Farzana was prescribed iron and folic acid supplements by a doctor but for the young woman’s low-income family — her mother is a housewife and her father is self-employed working different jobs — the cost of the medicine was prohibitively high and they couldn’t afford it.
A few months later, Farzana learned that the Ministries of Education and Public Health planned to start distributing weekly iron and folic acid supplements (WIFS) at her school. The new initiative, which launched in March 2016, now aims to reach some 1.6 million adolescent girls, including nearly 290,000 girls in the western provinces of Herat, Ghor, Farah and Badghis, where the effects of war and drought have taken a serious toll on families’ nutritional status. It is estimated that one in three adolescent girls in Afghanistan are anaemic, and, as in Farzana’s case, the cost of supplementation is a burden many can’t bear.
At Farzana’s school, approximately 1,800 girls are now benefiting from this important nutritional supplement.
“Before I started the tablets, I preferred to be on my own. It was hard to pay attention at school,” Farzana says. “Now I take care to do my lessons and homework, and spend more time with friends.”
Dispelling misinformation
When the WIFS programme was introduced at the Mahjuba Herawi Girls School in Herat, most students didn’t know what the supplements were for. Information sessions taught the girls about the importance of iron and folic acid and how they could improve their lives. Farzana’s experience with anaemia led her to become a WIFS ‘champion’, a group of young women at school who volunteer to help families in their community understand why the supplements are so important for their adolescent girls.

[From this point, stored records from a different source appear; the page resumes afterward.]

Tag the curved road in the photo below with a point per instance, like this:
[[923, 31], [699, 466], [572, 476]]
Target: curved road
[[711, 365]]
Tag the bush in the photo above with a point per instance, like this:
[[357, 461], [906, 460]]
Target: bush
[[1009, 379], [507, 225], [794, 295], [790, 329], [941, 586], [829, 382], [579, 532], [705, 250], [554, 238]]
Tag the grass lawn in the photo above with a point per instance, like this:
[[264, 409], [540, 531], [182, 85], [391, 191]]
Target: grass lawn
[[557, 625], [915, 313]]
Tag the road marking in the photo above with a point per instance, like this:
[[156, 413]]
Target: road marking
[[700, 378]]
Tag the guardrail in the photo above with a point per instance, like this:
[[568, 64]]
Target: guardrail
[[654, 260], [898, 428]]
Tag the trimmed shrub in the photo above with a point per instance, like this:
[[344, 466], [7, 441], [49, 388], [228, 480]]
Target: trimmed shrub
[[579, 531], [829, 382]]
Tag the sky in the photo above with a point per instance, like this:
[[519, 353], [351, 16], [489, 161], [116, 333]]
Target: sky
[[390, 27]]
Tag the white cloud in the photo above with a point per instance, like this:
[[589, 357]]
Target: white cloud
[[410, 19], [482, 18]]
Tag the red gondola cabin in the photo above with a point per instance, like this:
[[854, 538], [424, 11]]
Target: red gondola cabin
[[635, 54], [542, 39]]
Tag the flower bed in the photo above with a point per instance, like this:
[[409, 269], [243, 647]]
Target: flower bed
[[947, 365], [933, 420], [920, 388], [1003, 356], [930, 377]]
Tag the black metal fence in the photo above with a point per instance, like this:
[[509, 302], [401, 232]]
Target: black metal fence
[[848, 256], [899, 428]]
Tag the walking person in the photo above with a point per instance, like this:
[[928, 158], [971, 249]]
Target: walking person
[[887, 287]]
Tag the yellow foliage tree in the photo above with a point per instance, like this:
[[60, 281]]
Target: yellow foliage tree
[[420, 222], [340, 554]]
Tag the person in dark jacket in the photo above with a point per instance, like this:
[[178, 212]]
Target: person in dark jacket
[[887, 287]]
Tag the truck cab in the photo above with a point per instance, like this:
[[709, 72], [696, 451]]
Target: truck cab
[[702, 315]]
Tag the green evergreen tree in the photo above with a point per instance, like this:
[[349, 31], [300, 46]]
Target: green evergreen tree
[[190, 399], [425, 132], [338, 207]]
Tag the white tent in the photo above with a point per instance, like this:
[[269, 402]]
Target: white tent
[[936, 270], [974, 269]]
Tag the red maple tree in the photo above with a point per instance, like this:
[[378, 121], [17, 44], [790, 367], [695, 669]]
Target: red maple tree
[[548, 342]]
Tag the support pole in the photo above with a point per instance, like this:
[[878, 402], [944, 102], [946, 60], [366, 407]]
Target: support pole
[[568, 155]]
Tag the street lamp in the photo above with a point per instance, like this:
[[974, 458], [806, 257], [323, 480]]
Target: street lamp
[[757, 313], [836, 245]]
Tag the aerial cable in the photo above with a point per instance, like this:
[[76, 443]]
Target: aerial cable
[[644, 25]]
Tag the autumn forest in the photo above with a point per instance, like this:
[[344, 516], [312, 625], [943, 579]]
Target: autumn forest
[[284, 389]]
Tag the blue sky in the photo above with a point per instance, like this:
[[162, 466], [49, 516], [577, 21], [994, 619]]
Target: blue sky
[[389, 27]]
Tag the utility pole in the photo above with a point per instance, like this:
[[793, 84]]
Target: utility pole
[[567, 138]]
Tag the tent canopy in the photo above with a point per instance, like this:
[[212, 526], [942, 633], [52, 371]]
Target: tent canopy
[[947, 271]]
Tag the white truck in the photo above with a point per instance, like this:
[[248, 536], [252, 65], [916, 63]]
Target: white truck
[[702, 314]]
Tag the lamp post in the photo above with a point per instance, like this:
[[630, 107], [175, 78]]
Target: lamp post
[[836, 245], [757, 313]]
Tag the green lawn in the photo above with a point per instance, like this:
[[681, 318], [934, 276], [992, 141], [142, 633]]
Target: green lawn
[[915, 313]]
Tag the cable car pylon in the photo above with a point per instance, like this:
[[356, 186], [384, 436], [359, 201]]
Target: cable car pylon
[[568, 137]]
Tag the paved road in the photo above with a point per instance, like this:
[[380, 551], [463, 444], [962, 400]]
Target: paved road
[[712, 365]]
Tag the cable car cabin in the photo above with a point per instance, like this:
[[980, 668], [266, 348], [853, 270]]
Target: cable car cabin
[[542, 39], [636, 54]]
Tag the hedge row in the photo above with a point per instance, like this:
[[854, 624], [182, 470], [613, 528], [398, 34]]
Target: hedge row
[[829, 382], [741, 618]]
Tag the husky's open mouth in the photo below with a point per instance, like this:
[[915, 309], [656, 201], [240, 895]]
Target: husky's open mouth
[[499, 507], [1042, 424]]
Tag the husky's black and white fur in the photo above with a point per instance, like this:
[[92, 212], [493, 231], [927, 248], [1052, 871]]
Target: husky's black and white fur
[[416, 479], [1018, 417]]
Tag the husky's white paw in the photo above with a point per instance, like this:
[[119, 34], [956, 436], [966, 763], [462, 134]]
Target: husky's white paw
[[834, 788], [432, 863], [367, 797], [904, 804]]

But even though key male and female figures in the community (teachers, school management shuras (councils), religious elders, community members and staff members of provincial departments of education) were trained on WIFS distribution before the project began, some families still didn’t understand why their daughters needed the tablets. This is there the WIFS ‘champions’ begin their important work.
“I met these families and told them my story, what the doctor told me, and how these tablets can prevent the harmful effects of anaemia,” Farzana says. “Hearing the facts through a friend of their daughter’s helped convince the parents to let their own daughters take the supplements.”
The added iron and folic acid is also helping girls manage the effects of menstruation, enabling them to perform better at school. Bahar, 16, is in Grade 11 at Kowsar School in Herat. “Since I started taking these tablets weekly, I have felt more comfortable when having my period. I used to feel very sluggish and have more side effects during menstruation, but now I feel much better and fresher.”
Such efforts are sure to benefit from the renewed energy and focus of girls like Farzana and Bahar, whose stories bear testament to the value of this simple yet pertinent support.